Below is a list of bugs that took me multiple hours, if not days, to troubleshoot and analyze. These are the “epic bugs” that are worth remembering for my career.
Epic Bug 1: G2O Optimization Didn’t Update Vertex
Summary
This bug took several hours (if not days) to debug. It appeared as if G2O was ignoring the optimization — the vertex (pose) remained unchanged despite running optimizer.optimize(1)
After ruling out common culprits like:
- Vertex not being added correctly
- Edges not referencing the right vertex
- Incorrect Jacobian implementation
- G2O configuration/setup issues
I eventually traced the issue to a subtle but critical misunderstanding in the error term formulation.
Context
In a point-to-line 2D ICP formulation, the error term e is typically calculated as the distance from a point to a line. The simplified (but effective) version of that is:
\[\begin{gather*} \begin{aligned} & e = ap_x + bp_y + c \end{aligned} \end{gather*}\]Where a, b, and c define a line (ax + by + c = 0), and $(p_x, p_y)$ is the point.
In my case, the point came from source_cloud, expressed in the body frame. However, the line coefficients a, b, c were fit in the map frame, using nearest neighbors from the target cloud.
The Mistake
I precomputed the error term and stored it inside a struct:
1
_error[0] = point_line_data_vec_ptr_->at.error_;
And upstream, this was assigned as:
1
ret.at(idx).error_ = source_pt * point_coord; // Wrong!
The problem? This source_pt
is in the body frame, and using it in the error term implies that optimization is being done relative to the body frame, not the map/submap frame. Because the error is now invariant to pose changes, optimization has no gradient — G2O doesn’t change the pose, even if the edges are correctly wired.
What Threw Me Off
- Point-to-line distances are frame-invariant.

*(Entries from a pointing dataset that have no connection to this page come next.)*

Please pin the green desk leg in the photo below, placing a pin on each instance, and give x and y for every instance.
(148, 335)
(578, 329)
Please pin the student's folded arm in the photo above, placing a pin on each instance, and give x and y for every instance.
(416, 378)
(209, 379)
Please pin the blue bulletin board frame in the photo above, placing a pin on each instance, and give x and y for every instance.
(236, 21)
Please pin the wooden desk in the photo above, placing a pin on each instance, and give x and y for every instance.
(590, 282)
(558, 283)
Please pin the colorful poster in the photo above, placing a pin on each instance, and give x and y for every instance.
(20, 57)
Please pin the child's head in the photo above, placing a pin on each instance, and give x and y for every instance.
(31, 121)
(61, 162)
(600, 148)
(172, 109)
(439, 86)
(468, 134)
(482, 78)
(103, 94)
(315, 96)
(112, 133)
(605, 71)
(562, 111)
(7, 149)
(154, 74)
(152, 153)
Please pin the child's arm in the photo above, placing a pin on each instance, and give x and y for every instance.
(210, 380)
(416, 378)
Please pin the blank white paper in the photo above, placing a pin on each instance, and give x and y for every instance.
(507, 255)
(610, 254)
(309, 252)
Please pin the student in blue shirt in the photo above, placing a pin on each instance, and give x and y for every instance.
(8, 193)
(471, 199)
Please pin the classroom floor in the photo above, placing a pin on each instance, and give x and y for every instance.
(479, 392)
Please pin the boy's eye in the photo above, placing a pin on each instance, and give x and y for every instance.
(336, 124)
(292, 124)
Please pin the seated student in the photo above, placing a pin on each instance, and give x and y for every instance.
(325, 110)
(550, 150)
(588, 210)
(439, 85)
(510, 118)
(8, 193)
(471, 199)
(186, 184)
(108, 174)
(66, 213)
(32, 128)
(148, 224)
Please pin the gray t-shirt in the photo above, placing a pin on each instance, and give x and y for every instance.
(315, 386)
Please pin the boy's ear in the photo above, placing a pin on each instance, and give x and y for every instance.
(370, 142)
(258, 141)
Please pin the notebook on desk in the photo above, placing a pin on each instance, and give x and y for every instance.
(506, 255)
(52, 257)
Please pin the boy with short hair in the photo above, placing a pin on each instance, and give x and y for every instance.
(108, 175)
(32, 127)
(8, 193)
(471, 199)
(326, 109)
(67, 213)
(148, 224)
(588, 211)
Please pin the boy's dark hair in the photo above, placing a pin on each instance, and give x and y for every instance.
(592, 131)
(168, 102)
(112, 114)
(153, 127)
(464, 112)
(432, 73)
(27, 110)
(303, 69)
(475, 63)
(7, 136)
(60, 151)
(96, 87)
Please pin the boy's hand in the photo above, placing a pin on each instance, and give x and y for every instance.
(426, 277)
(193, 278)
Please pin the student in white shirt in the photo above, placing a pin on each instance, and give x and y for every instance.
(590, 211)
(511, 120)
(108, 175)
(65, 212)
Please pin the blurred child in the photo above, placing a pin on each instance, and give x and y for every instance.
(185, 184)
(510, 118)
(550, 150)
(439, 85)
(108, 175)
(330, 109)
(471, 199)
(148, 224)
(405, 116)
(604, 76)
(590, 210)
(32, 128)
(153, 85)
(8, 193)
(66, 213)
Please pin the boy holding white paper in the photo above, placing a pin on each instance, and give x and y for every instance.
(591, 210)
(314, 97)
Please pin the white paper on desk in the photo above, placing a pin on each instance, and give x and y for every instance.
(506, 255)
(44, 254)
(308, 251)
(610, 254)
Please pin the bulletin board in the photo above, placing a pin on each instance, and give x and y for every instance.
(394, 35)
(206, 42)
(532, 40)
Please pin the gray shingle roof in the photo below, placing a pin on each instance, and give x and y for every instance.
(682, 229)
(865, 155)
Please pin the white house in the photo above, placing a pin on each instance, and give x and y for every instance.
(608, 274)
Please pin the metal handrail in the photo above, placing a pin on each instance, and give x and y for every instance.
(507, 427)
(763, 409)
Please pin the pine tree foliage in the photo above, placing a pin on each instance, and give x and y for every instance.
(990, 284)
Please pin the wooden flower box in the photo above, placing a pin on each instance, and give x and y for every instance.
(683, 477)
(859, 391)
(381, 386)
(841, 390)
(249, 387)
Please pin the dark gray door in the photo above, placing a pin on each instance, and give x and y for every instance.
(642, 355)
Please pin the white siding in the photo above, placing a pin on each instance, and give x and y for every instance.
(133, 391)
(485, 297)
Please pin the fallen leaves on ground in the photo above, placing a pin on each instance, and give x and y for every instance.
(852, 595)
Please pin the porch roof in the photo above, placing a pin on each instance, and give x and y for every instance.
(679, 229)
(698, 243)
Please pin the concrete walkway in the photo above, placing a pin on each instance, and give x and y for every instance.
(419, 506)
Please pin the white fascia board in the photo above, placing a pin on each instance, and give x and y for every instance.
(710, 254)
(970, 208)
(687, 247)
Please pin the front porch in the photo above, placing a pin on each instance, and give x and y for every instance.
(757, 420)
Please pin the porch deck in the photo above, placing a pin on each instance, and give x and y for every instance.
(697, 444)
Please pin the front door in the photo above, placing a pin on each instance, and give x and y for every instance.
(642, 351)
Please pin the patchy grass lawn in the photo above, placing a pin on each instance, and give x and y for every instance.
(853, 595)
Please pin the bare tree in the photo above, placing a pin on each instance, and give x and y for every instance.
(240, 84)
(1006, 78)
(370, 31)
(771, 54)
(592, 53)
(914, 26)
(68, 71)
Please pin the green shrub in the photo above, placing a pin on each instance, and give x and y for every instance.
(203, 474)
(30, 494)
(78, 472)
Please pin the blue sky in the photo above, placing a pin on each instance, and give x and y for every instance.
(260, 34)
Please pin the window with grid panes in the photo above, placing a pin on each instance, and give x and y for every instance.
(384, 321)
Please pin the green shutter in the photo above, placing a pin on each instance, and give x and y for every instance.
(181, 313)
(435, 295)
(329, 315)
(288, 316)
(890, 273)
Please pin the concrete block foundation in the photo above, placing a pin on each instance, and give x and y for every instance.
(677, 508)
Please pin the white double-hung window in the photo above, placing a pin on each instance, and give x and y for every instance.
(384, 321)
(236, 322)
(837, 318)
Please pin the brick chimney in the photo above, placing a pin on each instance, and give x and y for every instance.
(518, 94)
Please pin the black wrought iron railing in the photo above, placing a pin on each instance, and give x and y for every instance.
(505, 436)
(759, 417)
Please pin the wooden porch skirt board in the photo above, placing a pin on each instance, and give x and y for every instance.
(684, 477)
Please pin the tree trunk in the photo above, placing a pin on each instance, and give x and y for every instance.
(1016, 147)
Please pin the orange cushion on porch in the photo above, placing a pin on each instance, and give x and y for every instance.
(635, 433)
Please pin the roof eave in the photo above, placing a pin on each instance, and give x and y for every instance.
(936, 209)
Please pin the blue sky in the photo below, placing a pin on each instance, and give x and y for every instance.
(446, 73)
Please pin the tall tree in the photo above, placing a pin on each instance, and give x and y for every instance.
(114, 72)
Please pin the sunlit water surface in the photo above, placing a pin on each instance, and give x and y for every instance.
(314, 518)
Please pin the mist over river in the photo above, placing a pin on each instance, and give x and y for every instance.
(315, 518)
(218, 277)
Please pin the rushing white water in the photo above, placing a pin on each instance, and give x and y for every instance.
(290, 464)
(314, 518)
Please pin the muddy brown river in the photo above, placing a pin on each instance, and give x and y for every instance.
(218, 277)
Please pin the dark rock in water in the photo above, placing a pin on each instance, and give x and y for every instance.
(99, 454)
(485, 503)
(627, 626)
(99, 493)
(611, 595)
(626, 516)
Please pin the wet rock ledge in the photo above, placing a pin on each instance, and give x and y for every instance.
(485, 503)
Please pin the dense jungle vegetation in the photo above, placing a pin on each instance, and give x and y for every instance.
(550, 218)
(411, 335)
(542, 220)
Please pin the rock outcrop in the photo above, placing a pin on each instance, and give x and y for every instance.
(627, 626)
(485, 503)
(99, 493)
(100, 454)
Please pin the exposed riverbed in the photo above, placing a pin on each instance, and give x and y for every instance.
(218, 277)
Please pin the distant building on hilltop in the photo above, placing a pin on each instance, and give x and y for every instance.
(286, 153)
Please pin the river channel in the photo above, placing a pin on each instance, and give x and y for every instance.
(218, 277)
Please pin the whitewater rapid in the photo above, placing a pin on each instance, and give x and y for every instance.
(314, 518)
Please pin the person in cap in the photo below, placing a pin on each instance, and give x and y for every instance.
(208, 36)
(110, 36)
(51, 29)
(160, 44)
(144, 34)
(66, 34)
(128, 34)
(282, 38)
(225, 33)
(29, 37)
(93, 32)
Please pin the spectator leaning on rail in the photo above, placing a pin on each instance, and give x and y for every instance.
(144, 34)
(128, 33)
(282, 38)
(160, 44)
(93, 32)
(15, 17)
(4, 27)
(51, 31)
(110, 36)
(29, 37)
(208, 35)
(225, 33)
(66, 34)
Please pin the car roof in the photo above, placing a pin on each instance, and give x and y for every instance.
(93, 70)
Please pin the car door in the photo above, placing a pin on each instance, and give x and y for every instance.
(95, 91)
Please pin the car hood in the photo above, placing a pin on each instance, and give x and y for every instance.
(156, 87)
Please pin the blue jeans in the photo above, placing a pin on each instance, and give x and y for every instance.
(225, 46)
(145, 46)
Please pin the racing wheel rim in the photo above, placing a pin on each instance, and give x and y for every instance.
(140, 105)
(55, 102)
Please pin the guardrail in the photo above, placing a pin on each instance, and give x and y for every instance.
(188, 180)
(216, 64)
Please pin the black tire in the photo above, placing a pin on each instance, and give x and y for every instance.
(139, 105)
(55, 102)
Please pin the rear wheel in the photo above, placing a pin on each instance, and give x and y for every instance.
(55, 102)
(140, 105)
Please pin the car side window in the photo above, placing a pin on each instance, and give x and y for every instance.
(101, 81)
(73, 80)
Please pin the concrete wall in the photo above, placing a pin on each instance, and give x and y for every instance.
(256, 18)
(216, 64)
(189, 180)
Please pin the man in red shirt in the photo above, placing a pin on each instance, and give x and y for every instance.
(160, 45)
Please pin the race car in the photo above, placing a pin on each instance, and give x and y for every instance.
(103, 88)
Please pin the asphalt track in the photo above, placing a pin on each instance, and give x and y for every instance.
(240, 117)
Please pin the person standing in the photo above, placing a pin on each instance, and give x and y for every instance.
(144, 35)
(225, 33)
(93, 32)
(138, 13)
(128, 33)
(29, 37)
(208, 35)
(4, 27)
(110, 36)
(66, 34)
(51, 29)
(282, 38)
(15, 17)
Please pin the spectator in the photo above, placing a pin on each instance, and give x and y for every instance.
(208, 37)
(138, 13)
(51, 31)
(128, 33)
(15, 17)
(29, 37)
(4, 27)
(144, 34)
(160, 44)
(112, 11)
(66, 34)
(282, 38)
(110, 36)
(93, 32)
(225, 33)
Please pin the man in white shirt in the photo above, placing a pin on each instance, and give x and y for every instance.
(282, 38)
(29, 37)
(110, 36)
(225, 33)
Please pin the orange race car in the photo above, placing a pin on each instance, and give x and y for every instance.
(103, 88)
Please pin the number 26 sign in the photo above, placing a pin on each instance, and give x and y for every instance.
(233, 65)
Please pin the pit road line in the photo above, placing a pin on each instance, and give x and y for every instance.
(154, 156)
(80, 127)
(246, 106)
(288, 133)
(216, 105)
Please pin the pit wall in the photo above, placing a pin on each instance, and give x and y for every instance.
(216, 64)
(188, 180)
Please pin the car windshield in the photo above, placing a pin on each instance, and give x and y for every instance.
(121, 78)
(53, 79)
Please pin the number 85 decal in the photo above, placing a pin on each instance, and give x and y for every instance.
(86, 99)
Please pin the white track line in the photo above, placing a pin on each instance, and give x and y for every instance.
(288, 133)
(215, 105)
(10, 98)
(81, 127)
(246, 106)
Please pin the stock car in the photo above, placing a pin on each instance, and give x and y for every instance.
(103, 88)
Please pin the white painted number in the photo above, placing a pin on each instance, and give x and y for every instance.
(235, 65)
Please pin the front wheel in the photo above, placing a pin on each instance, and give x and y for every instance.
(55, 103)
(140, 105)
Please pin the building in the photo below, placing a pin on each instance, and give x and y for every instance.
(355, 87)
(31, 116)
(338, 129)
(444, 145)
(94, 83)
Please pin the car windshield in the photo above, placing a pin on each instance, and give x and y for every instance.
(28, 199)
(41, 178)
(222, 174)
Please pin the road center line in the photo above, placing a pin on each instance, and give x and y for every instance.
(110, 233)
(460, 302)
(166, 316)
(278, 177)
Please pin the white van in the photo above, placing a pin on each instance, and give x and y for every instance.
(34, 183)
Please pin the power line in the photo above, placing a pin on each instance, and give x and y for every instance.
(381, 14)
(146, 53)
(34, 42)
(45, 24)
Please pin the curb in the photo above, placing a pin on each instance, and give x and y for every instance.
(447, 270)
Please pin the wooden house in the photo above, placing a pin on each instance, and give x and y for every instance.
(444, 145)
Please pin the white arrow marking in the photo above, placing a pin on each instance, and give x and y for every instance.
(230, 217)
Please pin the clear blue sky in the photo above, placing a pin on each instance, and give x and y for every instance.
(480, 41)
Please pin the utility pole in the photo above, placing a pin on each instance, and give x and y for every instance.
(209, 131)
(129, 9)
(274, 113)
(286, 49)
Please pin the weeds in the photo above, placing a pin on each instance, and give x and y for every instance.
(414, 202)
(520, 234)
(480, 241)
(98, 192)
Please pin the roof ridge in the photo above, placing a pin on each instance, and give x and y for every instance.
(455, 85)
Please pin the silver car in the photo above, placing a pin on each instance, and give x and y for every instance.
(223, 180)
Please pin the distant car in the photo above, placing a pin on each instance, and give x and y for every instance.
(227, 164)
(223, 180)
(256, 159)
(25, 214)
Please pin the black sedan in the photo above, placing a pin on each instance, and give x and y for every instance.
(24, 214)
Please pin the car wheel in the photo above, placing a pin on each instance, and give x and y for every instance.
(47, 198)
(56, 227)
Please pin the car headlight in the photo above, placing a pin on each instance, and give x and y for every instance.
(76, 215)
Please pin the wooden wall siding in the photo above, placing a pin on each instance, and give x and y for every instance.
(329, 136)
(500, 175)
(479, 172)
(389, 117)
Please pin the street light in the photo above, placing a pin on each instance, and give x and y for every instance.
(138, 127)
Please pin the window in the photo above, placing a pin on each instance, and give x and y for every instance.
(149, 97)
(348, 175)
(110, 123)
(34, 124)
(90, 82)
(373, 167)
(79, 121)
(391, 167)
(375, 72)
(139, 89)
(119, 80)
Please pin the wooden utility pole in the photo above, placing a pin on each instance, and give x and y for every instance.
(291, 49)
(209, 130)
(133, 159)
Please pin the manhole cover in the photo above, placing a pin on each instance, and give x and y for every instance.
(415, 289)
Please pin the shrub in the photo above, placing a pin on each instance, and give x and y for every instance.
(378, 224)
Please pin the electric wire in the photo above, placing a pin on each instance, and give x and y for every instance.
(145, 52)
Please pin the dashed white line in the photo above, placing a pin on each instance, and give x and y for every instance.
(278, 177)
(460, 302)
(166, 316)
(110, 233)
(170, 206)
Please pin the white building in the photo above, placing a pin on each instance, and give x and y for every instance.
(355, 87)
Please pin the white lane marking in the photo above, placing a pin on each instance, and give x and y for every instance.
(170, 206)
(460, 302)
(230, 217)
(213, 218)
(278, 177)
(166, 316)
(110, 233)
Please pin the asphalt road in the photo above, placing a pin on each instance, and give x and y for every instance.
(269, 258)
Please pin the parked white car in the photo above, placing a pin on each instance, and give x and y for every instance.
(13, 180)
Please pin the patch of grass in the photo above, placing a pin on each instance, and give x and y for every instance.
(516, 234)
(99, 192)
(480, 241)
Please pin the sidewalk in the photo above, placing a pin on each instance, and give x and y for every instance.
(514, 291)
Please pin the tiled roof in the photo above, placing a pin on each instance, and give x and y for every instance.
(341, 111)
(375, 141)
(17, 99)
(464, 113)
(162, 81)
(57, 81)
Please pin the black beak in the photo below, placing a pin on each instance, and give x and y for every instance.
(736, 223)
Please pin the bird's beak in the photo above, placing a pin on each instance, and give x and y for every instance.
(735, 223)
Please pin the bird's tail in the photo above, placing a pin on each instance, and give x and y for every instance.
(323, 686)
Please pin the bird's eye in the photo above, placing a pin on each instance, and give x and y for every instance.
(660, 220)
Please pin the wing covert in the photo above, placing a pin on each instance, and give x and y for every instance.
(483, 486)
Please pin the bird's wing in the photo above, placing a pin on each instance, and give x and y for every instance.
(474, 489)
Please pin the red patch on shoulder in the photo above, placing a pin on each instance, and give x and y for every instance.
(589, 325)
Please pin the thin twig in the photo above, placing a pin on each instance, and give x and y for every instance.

- But scaled error terms like ap_x + bp_y + c are not.
- That mistake causes the optimizer to think the current pose is already optimal — so it just stays put.
It was like optimizing with the body frame assumed to be the map frame — a silent bug with no crash or warning, just no progress.
The Fix
Don’t precompute error_ using body frame coordinates. Instead, compute e = ax + by + c dynamically in computeError() using the transformed map-frame point.
The corrected version is now:
1
2
3
4
5
6
7
8
9
10
11
12
13
class EdgeICP2D_PT2Line : public g2o::BaseUnaryEdge<1, double, VertexSE2> {
....
void computeError() override {
auto *pose = static_cast<const VertexSE2 *>(_vertices[0]);
double r = source_scan_objs_ptr_->at(point_idx_).range;
double a = point_line_data_vec_ptr_->at(point_idx_).params_[0];
double b = point_line_data_vec_ptr_->at(point_idx_).params_[1];
double c = point_line_data_vec_ptr_->at(point_idx_).params_[2];
double theta = source_scan_objs_ptr_->at(point_idx_).angle;
Vec2d pw = pose->estimate() * Vec2d{r * cos(theta), r * sin(theta)};
_error[0] = a * pw.x() + b * pw.y() + c;
}
}
Lessons Learned
- Optimized pipelines are hard to debug. To maximize vectorization, it’s tempting to parallely calculate and store intermediate results. However, if something goes wrong downstream, especially when we have a conceptual math error,it may stem from a silent assumption upstream.
- Coordinate frames matter: Even when the math looks simple, subtle frame mismatches can render your optimizer useless.
- Scaled point-to-line errors are not frame invariant: If you’re using
ap_x + bp_y + c
, you must express the point in the same frame as the line. - Verbose mode helps: G2O’s
setVerbose(true)
didn’t show errors, but the chi² staying constant was a hint that nothing was being optimized.